The Greensburg museum's top officials huddled around a table, a single white gallery wall preventing them from peeking at their competition — the executives and trustees of Brandywine River Museum of Art, who flew in from Philadelphia.
The five-hour session marked the beginning of a selection process of more than 500 works Richard M. Scaife decided in his will to split between his two favorite museums.
“We knew that there would be some heartbreaks,” said Westmoreland Museum director Judith O'Toole, “but we knew that we were going to come away with some wonderful things.”
By week's end, each Pennsylvania institution will own half the artworks amassed over a lifetime by Scaife, the billionaire philanthropist and Tribune-Review owner and publisher who died July 4 at 82. It's an enormous bequest expected to thrust the medium-sized Pennsylvania institutions out of their regional niche categories and into the national spotlight.
“It's kind of a game-changer for Westmoreland,” said Sam Berkovitz, a licensed auctioneer and director of Concept Gallery in Regent Square. “It's a very, very big deal.”
O'Toole said she believes Scaife's gift, coupled with a $38 million renovation project, will make her institution “one of the most important museums of American art in the country.”

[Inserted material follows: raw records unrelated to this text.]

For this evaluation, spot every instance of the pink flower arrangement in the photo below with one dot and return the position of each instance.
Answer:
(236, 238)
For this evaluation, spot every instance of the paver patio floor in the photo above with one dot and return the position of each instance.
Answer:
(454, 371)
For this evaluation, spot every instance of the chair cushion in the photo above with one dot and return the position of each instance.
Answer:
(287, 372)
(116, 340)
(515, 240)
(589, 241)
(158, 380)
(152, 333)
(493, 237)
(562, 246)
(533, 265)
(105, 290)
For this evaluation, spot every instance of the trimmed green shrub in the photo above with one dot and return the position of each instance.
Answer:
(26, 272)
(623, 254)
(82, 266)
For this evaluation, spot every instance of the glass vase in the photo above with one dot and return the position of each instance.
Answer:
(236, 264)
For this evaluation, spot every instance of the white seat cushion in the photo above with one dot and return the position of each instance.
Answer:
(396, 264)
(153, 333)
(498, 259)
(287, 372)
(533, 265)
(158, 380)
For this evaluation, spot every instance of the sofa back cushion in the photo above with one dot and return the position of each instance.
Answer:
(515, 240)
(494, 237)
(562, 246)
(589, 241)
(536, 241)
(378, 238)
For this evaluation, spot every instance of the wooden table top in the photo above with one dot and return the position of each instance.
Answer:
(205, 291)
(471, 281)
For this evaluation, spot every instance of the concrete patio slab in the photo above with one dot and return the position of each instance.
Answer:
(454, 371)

“When people walk into our galleries, it won't feel like the Westmoreland anymore,” said O'Toole, shortly after joining Brandywine officials in a champagne toast.

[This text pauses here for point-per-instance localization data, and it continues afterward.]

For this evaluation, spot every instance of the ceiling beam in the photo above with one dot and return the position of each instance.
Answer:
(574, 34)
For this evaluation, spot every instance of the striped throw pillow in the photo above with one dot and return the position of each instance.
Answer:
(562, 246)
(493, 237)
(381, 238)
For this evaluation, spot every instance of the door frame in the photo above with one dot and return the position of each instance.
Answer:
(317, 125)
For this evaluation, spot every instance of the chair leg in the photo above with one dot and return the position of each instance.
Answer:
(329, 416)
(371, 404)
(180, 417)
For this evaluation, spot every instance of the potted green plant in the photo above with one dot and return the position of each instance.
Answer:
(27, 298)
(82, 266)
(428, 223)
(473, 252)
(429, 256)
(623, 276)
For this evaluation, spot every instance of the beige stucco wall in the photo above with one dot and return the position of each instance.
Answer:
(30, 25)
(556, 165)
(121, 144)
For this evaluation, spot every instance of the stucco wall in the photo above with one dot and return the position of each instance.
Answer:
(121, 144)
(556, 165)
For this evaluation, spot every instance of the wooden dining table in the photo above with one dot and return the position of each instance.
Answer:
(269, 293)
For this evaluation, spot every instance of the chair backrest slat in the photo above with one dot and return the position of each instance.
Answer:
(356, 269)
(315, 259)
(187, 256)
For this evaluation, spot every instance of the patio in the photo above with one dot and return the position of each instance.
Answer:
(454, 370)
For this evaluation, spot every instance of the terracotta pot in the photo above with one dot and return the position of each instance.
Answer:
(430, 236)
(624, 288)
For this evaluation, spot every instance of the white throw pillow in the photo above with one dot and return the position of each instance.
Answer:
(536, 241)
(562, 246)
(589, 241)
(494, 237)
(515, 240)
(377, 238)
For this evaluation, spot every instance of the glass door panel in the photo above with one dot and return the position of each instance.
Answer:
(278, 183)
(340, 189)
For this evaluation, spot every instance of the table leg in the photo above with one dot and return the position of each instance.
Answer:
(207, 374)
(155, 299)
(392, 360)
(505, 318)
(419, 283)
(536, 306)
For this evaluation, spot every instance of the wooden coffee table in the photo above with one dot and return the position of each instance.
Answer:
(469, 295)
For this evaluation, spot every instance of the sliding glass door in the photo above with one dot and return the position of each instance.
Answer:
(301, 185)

The museums divided the 142 most coveted pieces, leaving more than 300 pieces to be distributed over multiple days. The bulk of Scaife's collection includes 19th-century to 20th-century American paintings and drawings by artists including John La Farge, John Kensett, George Inness, Guy Pene du Bois and Martin Johnson Heade.
“We have a few Hudson River painters, but Mr. Scaife's gift takes that to a completely different level,” said Thomas Padon, museum director of the Chadds Ford-based Brandywine.
One by one, museum representatives took turns calling out the names of the artworks they desired most, while Scaife's attorneys and friends Yale Gutnick and Laura Gutnick took notes.
“We cried over this one,” O'Toole said, picking up a small photo of William H. Beard's 1896 oil “Five Bears,” which both museums liked for its illustrative storytelling quality as well as what Padon called “that wonderful 19th-century kind of satirical tradition.”
Westmoreland's first selection was an 1891 oil painting by Inness, “Moonrise, Alexandria Bay,” a large expanse of a moonlit scene executed during the artist's later years while he focused on atmospheric landscapes, O'Toole said.
The event marks a rare form of a bequest designating an “I-pick, you-pick” selection process — but one that pleased officials from each museum because of the dramatic impacts the gifts will make on their collections. Debra Force, president of Debra Force Fine Art and a 35-year professional in the art sector, said the only instance of such a process she has heard of involved spouses who were divorcing.
Scaife had close ties to the Westmoreland museum since its public opening in 1959, and he served on the Brandywine organization's board for 36 years. Separately in his will, he gave $5 million and a set of prized John Kane paintings to Westmoreland and $15 million plus his 900-acre Penguin Court estate in Ligonier to Brandywine's parent organization and conservancy.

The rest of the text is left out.